Hot Flash, Cold Ocean: Orcas Go Through Menopause, Too
so long and thanks for all the fish
Humans are weird. Scientifically speaking (as well as in other ways…you saw that cat video, right?), we house a collection of evolutionary traits that are shared by few, or sometimes no, other animals on the planet. One of the weird things that we do, besides have sex that’s not about procreation at all (shared by close primate relatives like the bonobo, and dolphins, those scamps), is that our females have menopause.
And so, it turns out, do killer whales.
Menopause, while a relief for some, and a tumultuous life change for others, is an odd thing, when you think from an evolutionary biologist’s perspective. As Discover Magazine has pointed out in their fascinating article on this rare cross-species specialty, it would seem to make no sense for an animal to have a reproductive cutoff that is relatively early in their overall life span. Yet, like everything else in evolution, there must be a reason, either derived from social or physical lifestyle, that menopause developed.
A lot of the plausible reasons behind this shared trait can be inferred by looking at similarities between the species. We don’t live in the ocean, but until recent history many humans, just like killer whales, or orcas, and pilot whales, who also have a long menopausal period, remained in the close-knit communities they were born into. Orcas stay with their pods, and, in fact, hit menopause earlier than most humans, in their 30s or 40s, though, like us, they can live into their 90s. So, the question remains of what the benefits might be to having an older female whale stick around after she stops having kids.

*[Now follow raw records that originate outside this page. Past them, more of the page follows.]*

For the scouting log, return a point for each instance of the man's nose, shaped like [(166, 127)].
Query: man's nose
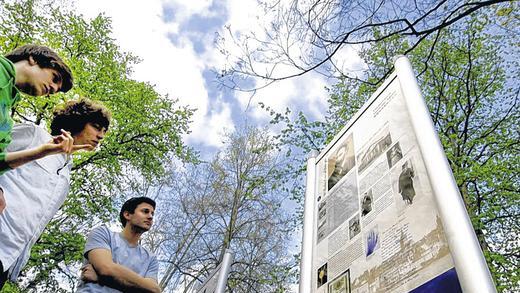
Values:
[(101, 134), (53, 88)]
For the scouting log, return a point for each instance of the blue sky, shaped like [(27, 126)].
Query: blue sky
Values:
[(176, 42)]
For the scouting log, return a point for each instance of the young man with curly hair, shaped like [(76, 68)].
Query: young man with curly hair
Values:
[(36, 190), (36, 71), (116, 262)]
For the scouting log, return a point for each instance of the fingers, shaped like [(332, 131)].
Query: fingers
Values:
[(78, 147), (69, 142)]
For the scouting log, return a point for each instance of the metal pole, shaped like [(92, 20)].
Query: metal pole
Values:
[(470, 264), (308, 225), (224, 271)]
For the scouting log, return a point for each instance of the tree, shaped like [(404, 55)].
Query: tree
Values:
[(236, 201), (305, 36), (473, 97), (145, 133)]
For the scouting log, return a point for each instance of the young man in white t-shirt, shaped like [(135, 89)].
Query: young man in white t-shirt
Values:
[(116, 262)]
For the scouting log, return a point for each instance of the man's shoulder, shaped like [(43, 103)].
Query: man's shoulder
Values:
[(6, 67)]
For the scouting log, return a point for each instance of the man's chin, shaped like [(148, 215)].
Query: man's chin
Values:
[(141, 229)]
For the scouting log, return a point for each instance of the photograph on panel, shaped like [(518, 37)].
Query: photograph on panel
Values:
[(341, 162), (341, 284), (322, 275), (378, 145)]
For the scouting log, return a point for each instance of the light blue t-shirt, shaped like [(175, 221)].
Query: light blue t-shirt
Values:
[(136, 258)]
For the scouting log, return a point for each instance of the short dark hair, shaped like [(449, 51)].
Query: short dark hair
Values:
[(45, 58), (131, 204), (75, 114)]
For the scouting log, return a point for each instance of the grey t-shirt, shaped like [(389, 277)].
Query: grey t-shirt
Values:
[(137, 258)]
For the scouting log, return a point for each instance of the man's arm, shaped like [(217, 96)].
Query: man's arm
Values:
[(117, 276), (63, 143)]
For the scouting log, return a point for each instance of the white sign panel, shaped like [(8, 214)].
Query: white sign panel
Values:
[(377, 228)]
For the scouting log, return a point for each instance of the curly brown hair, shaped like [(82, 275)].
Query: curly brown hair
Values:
[(75, 114), (45, 58)]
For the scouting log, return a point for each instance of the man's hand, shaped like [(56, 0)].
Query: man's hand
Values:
[(63, 143), (88, 274), (2, 201)]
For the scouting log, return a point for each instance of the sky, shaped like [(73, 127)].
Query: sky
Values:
[(176, 42)]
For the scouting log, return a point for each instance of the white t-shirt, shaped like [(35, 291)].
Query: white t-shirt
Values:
[(33, 192), (136, 258)]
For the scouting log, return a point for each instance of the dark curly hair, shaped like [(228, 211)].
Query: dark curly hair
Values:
[(45, 58), (130, 206), (75, 114)]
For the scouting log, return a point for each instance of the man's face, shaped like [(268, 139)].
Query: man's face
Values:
[(142, 218), (92, 134), (40, 81)]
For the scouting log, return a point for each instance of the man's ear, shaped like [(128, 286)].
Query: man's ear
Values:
[(126, 214), (32, 61)]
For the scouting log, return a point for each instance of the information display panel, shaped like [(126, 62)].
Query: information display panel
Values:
[(376, 223)]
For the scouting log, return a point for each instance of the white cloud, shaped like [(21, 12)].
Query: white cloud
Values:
[(176, 70)]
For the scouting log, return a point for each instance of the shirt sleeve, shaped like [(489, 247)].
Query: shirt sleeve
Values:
[(153, 269), (97, 238)]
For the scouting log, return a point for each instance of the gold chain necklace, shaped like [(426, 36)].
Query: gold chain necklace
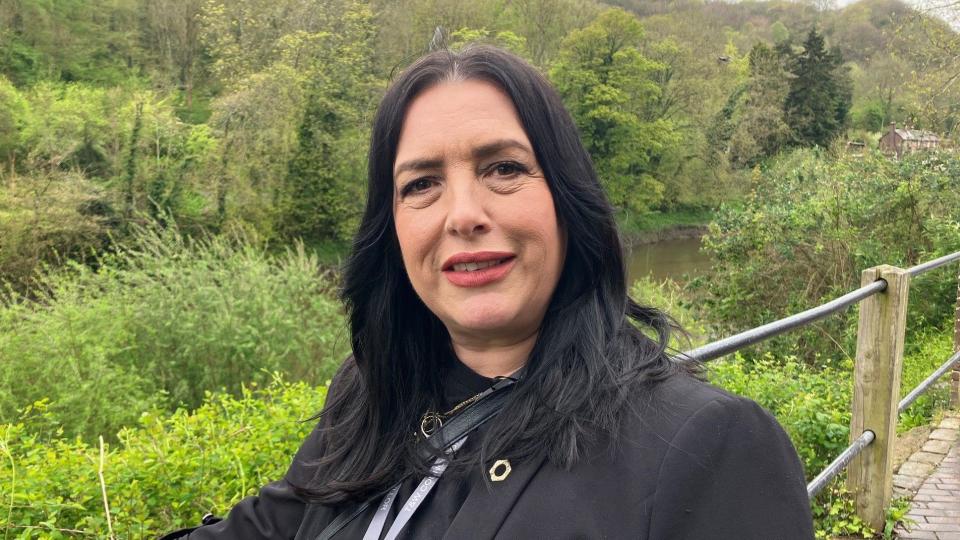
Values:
[(431, 421)]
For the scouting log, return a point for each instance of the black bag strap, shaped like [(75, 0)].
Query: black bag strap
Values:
[(487, 405)]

According to studies conducted by Emma Foster, of the University of Exeter, a grandmotherly whale who helps out can make a huge difference in the health of a pod, a difference that can mean life or death. Drawing on data gathered by scientists in the Pacific Northwest like Mike Biggs and Ken Balcomb, who have tracked individual whales and deduced familial patterns, Foster has been able to posit some conclusions about these older female whales. Her research has found that,
It’s clear that mothers who had been through menopause were just as useful to have around, and probably more so, than those who are still fertile. On average, a 30+ male is 8 times more likely to die in the next year if his mother passes away, but his odds actually go up by 14 times if mum had gone through menopause. This confirms that mothers are helping their sons well into adulthood, since older orcas actually benefit from mum’s presence more than young ones. Perhaps she helps them to hunt, or maybe she watches their backs during fights with rivals.
Go Grandma Orca!
Orca data is difficult to gather, with pods hard to track even through conventionally reliable means. But a fascinating trend that Foster and colleague Michael Cant noticed in the records was that whale daughters don’t need their mothers around nearly as much as the sons seem to in later years. From the perspective of a pod’s organization, this makes a lot of sense. Because orcas mate outside of their own pods, but babies stay with the pods of their mothers, a grandma orca who wants to get her DNA spread as widely as possible and wants to lessen the competition for resources within her own pod will do her best to make sure her sons grow up and get laid.